Looking at Nellie's motionless eyes and parted lips, one could hardly say whether she was asleep or awake, but nevertheless she was seeing. At first she saw only the smile and soft, charming expression of someone's eyes, then against the shifting grey background there gradually appeared the outlines of a head, a face, eyebrows, beard. It was he, the destined one, the object of long dreams and hopes. The destined one was for Nellie everything, the significance of life, personal happiness, career, fate. Outside him, as on the grey background of the looking-glass, all was dark, empty, meaningless. And so it was not strange that, seeing before her a handsome, gently smiling face, she was conscious of bliss, of an unutterably sweet dream that could not be expressed in speech or on paper. Then she heard his voice, saw herself living under the same roof with him, her life merged into his. Months and years flew by against the grey background. And Nellie saw her future distinctly in all its details.

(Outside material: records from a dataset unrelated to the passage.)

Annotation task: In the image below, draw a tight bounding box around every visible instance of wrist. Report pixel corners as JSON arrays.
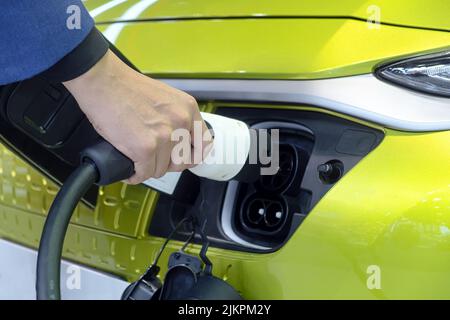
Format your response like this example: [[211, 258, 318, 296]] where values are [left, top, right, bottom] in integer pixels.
[[64, 49, 115, 95]]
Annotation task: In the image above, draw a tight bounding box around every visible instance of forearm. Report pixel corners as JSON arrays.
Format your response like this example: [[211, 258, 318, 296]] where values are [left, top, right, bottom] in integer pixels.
[[1, 1, 210, 184], [63, 49, 210, 184]]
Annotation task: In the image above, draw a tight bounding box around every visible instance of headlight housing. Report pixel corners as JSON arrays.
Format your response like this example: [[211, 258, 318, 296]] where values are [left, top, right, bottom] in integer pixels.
[[376, 50, 450, 97]]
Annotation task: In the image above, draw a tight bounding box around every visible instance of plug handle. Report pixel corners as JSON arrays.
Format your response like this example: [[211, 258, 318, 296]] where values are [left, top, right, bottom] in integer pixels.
[[80, 141, 134, 185]]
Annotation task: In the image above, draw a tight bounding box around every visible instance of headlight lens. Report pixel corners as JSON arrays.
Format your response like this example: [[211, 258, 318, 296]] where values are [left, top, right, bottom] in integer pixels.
[[376, 50, 450, 97]]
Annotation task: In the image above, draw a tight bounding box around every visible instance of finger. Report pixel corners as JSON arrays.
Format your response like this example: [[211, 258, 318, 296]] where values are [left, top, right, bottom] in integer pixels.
[[153, 140, 174, 178], [167, 145, 196, 172], [125, 153, 156, 184], [191, 111, 213, 165]]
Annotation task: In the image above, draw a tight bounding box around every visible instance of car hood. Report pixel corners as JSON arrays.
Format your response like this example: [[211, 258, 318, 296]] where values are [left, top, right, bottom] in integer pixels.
[[86, 0, 450, 31]]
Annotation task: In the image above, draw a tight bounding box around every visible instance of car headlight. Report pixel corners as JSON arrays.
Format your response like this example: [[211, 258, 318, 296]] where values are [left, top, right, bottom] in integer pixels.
[[376, 50, 450, 97]]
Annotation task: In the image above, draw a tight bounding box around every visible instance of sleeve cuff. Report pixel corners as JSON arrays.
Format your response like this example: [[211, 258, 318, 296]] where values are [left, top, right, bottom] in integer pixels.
[[39, 28, 109, 83]]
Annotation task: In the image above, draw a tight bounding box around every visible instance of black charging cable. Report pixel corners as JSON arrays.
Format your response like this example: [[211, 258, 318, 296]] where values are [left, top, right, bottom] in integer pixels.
[[36, 140, 216, 300], [196, 219, 213, 274], [152, 216, 194, 267], [36, 161, 98, 300], [36, 141, 134, 300], [121, 216, 195, 300]]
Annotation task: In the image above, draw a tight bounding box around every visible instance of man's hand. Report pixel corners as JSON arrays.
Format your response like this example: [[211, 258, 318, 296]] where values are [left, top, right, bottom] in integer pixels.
[[64, 49, 210, 184]]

Picture followed picture against the grey background. Now Nellie saw herself one winter night knocking at the door of Stepan Lukitch, the district doctor. The old dog hoarsely and lazily barked behind the gate. The doctor's windows were in darkness. All was silence.
"For God's sake, for God's sake!" whispered Nellie.
But at last the garden gate creaked and Nellie saw the doctor's cook.
"Is the doctor at home?"
"His honour's asleep," whispered the cook into her sleeve, as though afraid of waking her master.
"He's only just got home from his fever patients, and gave orders he was not to be waked."